Jennie didn't move, not even a muscle. She barely even breathed. I got mad, I shouted at her. I acted like a psycho asshole and now she's probably frightened. It's the drugs, or lack thereof. I can feel the anger rushing around my body, fighting to get out and it was winning. I needed cocaine.

"Fuck this, I'm leaving. I'm not putting myself in this position again, not with you. I'm only delaying the inevitable anyway, right?"

"Lisa, please. You can shout at me, it's okay. I understand. Just don't leave."

My tongue slipped over the dent in my lip and I exhaled deeply. It's not okay for me to shout at her, she hasn't done anything wrong. It's me, I'm the problem.

"Thanks for trying Jennie but I'm not strong enough." I turned for the door but before I could open it I felt her dainty hand grab my arm. I froze on the spot and my eyes sharpened on her hand for a few seconds before I shoved her off.

"See! This what I mean! No concept for my boundaries. No concept for my personal space. Touching me, standing too close, being alone with me." I balled my fists into my palms and clenched down on my jaw, trying to release some of my frustration. "You're so fucking stupid! You don't listen!"

"Lisa, you're right. I'm sorry." She took a step back. "What do you need from me?"

What did I need from her? Space.

And at the same time, not space.

I sucked in a bated breath and closed my eyes. The sad reality is, I just needed Jennie to be aware of the truth. I needed her to be wary of me just like everyone else is and keep the fuck away. I needed her to understand why I'm like this, why I'm scared to death of another false accusation. It would only strengthen Nancy's claim.

"I need you to know what they're possibly charging me with in a few months." I spoke calmly now, quietly, ashamed of this part of my life.

"I already know." She whispered.

"Rape charges, Jennie. Fucking rape charges! You should be scared of me like everybody else, they keep their distance from me. They don't touch me and you'd never catch anyone of them alone with me."

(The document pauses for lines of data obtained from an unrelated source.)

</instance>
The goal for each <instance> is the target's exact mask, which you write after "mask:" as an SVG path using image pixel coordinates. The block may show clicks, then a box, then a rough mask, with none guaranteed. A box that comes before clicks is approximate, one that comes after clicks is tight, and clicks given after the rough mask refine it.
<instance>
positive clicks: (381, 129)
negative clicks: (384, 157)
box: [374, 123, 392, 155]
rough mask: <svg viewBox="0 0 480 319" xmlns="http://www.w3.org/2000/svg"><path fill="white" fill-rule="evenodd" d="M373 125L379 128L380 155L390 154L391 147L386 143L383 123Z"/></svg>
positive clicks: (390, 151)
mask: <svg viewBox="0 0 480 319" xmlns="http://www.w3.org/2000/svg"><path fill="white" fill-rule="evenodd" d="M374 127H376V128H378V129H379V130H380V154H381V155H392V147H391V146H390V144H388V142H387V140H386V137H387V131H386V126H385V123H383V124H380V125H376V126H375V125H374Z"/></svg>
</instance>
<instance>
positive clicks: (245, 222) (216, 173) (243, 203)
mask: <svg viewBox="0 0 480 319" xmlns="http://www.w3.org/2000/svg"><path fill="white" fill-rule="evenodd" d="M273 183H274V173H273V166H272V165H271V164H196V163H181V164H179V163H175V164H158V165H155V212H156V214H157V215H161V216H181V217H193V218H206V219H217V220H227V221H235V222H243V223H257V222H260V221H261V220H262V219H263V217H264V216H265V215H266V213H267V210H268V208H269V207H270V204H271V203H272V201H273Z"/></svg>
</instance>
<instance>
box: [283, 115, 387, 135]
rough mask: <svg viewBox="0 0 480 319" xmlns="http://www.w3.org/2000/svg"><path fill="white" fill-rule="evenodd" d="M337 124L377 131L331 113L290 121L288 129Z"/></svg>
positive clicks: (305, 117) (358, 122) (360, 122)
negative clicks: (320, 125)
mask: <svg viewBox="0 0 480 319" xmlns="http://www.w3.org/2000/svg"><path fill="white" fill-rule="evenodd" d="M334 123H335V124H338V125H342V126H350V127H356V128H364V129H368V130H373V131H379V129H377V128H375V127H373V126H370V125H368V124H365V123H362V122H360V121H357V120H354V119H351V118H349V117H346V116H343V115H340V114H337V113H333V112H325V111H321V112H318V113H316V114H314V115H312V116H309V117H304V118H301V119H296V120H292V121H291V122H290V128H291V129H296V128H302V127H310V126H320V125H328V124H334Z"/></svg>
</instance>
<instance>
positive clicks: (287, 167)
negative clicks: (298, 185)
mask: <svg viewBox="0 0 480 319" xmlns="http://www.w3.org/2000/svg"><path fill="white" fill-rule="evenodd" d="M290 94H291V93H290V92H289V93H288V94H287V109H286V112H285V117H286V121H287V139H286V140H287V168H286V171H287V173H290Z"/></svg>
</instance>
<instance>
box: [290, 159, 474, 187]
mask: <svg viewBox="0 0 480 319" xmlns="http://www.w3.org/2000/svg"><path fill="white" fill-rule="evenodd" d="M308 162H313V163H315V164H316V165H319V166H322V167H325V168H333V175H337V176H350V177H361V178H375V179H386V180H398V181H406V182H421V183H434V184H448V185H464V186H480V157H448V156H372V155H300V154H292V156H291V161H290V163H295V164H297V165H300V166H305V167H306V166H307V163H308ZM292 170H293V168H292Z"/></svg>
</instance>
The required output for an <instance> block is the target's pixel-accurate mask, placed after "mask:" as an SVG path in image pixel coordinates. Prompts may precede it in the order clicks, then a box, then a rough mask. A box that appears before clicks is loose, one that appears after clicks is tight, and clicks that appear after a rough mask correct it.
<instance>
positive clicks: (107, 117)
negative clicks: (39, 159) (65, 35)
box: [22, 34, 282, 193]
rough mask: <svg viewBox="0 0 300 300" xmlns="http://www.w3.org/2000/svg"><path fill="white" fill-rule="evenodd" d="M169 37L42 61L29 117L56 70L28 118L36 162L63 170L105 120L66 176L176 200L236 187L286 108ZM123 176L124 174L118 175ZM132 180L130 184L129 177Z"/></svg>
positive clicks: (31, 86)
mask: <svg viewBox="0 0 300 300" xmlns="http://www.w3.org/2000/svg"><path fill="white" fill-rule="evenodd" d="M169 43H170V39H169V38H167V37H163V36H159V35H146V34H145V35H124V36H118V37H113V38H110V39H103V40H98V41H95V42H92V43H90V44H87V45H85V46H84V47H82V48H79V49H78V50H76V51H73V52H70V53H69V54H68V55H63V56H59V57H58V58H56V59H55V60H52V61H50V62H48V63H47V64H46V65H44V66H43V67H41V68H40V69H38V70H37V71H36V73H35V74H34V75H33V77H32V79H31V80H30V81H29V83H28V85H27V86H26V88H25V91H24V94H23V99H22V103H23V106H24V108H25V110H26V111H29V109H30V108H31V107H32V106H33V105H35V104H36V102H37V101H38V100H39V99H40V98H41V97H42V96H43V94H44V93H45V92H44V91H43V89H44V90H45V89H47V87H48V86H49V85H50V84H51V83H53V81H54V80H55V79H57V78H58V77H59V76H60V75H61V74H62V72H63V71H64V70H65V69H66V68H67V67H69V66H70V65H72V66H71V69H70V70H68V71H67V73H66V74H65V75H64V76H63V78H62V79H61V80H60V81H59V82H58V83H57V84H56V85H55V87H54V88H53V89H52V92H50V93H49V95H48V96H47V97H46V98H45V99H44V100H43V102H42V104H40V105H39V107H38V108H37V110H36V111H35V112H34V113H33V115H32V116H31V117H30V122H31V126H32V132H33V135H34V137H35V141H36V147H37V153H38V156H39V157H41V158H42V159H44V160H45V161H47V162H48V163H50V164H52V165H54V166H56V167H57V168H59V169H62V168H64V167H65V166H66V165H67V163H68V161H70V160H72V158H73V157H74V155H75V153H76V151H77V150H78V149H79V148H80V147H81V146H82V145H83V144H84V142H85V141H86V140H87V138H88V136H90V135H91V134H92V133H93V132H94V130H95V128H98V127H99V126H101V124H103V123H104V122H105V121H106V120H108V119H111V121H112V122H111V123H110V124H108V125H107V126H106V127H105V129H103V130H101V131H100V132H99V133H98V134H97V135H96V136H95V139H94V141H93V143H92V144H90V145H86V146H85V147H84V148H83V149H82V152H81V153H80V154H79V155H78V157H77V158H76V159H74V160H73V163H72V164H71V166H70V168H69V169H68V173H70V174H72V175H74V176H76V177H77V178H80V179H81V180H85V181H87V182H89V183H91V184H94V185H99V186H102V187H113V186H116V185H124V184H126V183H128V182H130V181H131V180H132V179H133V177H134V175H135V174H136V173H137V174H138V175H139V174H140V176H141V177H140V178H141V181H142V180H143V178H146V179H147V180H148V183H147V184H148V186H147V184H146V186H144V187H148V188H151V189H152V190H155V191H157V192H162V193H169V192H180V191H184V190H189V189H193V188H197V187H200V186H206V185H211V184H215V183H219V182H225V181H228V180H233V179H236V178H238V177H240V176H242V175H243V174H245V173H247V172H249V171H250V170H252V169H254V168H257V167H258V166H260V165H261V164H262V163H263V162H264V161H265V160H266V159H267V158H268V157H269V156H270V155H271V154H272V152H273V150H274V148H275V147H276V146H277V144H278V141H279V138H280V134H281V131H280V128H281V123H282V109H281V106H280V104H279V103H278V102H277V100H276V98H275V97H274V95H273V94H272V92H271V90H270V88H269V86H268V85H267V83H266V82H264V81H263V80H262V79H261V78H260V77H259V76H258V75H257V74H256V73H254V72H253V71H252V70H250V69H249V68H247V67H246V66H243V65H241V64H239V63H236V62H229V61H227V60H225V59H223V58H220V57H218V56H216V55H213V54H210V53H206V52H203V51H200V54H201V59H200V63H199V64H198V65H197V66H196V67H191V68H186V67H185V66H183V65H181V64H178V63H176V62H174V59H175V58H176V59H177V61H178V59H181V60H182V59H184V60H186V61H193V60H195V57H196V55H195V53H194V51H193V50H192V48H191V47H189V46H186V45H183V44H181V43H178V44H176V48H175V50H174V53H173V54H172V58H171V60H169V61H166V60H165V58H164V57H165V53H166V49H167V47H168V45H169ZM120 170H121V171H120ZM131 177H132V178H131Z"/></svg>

"I'm not frightened of you, Lisa."

"I know and that fucking terrifies me because when we're alone, like this with no witnesses, the truth can get lost."

Her brows furrowed, she was trying to understand what I was trying to say. I was trying to tell her that I didn't do it. But do you know how embarrassing that is? Defending yourself to everyone and in return they look at you in that way. Like they don't believe you but they're not brave enough to tell you that. I can't see that look on Jennie's face, it would break me.

Eventually she uttered "I would never accuse you of something that you didn't do. You can trust me, Lisa. You can relax with me, you're safe with me."

"I wish I could but I can't." I stepped back, putting some distance between us. I needed to tell her, just get it out there. "I didn't fucking touch her Jennie and now I might spend crucial years of my life behind bars. I can't open myself up to that again, I shouldn't be alone with you right now and I don't want you standing too close to me or touching me. I don't want anything misconstrued between us."